Parler aux prolos.
Je vous disais hier que notre candidate, pour l'emporter, doit parler aux bobos. Le problème, c'est qu'elle doit en même temps parler aux prolos, répondre à des préoccupations qui n'ont rien à voir avec celles des premiers. La clé et la difficulté de la campagne sont là.
Une partie de l'électorat de Le Pen a transformé son vote protestataire en vote politique, lui donnant un débouché gouvernemental en soutenant Sarkozy. Ceux qui continuent à voter FN n'attendent rien de la droite, ni de personne. Ils sont pris dans leur raideur idéologique ( un électorat d'extrême droite) ou dans leur souffrance sociale ( ils optent pour le pire plutôt que pour le reste).
Ce sont ces derniers auxquels nous devons nous adresser, travailleurs pauvres, smicards, salariés faiblement rémunérés, habitants des quartiers ou des villages abandonnés. Ils ne sont pas foncièrement d'extrême droite (le programme économique de Le Pen est ultra libéral!), ils le deviennent par dépit ou désespoir. Ces prolos sont l'envers des bobos, et nous avons pourtant besoin des uns et des autres pour vaincre la droite. Voici les thèmes sur lesquels il faudra insister si nous voulons les convaincre:
- Le pouvoir d'achat. Des millions de personnes dans notre société de confort et de consommation vivent mal parce que les salaires sont trop bas et que nulle perspective d'avancement ne leur est proposée. Dans le même temps, la richesse s'étale à la télévision et dans les magazines. Les socialistes doivent rappeler qu'ils sont pour la hausse du SMIC et la revalorisation des bas salaires.

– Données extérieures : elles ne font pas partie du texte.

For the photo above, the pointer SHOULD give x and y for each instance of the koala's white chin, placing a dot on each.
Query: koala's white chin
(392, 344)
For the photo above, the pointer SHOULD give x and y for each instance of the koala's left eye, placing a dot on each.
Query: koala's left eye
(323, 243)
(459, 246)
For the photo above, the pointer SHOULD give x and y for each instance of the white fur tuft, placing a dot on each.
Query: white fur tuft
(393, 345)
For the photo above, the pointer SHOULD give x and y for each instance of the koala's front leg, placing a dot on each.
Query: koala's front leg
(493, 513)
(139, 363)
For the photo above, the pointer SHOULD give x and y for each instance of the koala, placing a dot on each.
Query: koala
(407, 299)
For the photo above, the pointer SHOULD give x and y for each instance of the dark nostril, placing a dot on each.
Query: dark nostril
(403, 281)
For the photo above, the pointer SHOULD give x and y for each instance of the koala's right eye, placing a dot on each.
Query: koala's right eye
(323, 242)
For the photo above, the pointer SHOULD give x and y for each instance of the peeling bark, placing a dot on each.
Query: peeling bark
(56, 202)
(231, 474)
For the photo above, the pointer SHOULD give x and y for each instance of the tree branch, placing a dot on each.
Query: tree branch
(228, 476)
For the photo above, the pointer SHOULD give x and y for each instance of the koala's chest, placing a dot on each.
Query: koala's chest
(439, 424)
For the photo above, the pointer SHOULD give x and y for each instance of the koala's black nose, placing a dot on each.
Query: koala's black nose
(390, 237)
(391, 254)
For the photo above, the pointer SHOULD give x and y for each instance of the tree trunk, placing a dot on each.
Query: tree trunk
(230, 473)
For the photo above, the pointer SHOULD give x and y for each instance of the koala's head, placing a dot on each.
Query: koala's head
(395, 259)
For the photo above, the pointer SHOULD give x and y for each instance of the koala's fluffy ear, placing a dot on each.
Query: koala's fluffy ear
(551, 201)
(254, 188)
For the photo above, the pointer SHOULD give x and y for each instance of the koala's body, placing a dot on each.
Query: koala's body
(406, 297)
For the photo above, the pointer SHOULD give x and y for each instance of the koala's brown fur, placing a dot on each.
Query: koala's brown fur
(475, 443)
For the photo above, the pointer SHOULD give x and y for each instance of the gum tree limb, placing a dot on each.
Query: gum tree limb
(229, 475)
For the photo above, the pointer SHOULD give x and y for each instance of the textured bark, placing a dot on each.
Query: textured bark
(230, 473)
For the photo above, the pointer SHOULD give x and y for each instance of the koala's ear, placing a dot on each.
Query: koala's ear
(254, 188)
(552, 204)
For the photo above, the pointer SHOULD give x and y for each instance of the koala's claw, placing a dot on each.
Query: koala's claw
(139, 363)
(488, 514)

- L'emploi. Notre société, confrontée depuis un quart de siècle à un chômage de masse, est anxiogène pour des millions d'individus. Une situation normale peut vite sombrer dans le drame, quand s'accumulent les malheurs: divorce, perte d'emploi, problème de santé. Vous vous souvenez de ce sondage stupéfiant il y a quelques mois: la moitié des français n'excluaient pas de devenir SDF! Il faut absolument que la gauche donne une consistance à la "sécurité sociale professionnelle", qu'elle protège le travail, des plus jeunes et des plus âgés.
- La sécurité. J'entends ce mot au sens large, le sentiment de sécurité dans la vie, et pas uniquement la protection policière des biens et des personnes. En trente ans, notre société a complétement changé, les moeurs ont été bouleversées, l'autorité et la morale ne sont plus ce qu'elles étaient. Les bobos, qui sont les promotteurs de cette révolution, s'en réjouissent. Les prolos vivent parfois mal des évolutions qui ne les concernent pas directement, qu'ils ne comprennent pas ou qui heurtent leur représentation de la vie. "L'ordre juste" de Ségolène est censé remettre "les choses à leur place".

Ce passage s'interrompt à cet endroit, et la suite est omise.